Transformations shift the location of pixels
What any transformation does is takes your point coordinates (x, y) and maps them to new locations (x', y'):
s*x' h1 h2 h3 x
s*y' = h4 h5 h6 * y
s h7 h8 1 1
where s is some scaling factor. You must divide the new coordinates by the scale factor to get back the proper pixel locations (x', y'). Technically, this is only true of homographies---(3, 3) transformation matrices---you don't need to scale for affine transformations (you don't even need to use homogeneous coordinates...but it's better to keep this discussion general).

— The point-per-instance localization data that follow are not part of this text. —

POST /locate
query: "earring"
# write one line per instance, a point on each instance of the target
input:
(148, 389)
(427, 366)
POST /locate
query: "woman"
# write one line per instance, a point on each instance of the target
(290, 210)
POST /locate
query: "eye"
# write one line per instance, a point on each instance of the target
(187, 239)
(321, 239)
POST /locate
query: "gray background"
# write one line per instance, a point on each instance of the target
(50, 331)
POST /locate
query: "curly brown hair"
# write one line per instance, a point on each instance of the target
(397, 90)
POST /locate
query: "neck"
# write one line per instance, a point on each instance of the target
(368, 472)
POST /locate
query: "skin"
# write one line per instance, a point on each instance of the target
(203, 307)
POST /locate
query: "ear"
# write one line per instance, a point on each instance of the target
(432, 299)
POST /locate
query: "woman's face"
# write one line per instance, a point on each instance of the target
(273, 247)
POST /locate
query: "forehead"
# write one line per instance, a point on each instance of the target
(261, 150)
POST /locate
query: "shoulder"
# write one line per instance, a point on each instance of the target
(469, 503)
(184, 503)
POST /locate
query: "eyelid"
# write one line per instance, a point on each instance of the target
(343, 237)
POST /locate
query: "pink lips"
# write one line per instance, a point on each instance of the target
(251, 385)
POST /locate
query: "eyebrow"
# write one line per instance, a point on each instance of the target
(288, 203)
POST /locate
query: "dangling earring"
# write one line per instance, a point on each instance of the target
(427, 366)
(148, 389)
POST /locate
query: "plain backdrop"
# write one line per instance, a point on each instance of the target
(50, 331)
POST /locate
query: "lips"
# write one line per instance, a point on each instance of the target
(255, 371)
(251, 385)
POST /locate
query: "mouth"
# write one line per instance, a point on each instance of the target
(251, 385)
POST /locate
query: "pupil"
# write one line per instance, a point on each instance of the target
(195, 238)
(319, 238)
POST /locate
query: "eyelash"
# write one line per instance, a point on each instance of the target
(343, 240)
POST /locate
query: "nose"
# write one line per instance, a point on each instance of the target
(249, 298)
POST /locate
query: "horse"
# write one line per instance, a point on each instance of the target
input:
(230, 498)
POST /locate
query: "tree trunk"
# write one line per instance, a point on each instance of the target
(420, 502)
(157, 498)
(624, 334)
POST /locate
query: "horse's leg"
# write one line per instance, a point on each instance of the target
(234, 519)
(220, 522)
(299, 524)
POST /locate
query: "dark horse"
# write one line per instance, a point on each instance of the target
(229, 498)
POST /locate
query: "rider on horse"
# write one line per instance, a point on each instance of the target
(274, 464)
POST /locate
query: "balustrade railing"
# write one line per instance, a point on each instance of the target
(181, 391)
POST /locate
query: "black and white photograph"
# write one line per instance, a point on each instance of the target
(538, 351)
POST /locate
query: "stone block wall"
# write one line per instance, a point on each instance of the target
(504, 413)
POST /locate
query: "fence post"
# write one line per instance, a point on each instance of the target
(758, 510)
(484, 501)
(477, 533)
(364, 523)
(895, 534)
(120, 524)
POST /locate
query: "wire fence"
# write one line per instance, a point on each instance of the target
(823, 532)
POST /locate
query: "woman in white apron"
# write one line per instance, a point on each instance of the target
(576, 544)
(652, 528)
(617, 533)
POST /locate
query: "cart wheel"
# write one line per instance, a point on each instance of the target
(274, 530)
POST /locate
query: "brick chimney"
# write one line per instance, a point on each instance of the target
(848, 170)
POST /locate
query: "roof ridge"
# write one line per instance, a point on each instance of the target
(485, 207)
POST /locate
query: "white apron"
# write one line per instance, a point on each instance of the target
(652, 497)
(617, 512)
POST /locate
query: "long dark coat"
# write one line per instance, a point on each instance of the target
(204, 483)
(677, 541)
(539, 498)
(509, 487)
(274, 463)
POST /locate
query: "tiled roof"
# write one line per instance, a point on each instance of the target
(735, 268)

Then the actual pixel values are moved to those new locations, and the color values are interpolated to fit the new pixel grid. So during this process, these new locations get recorded at some point. We'll need those locations to see where the pixels actually move to, relative to the other image. Let's start with an easy example and see where points are mapped.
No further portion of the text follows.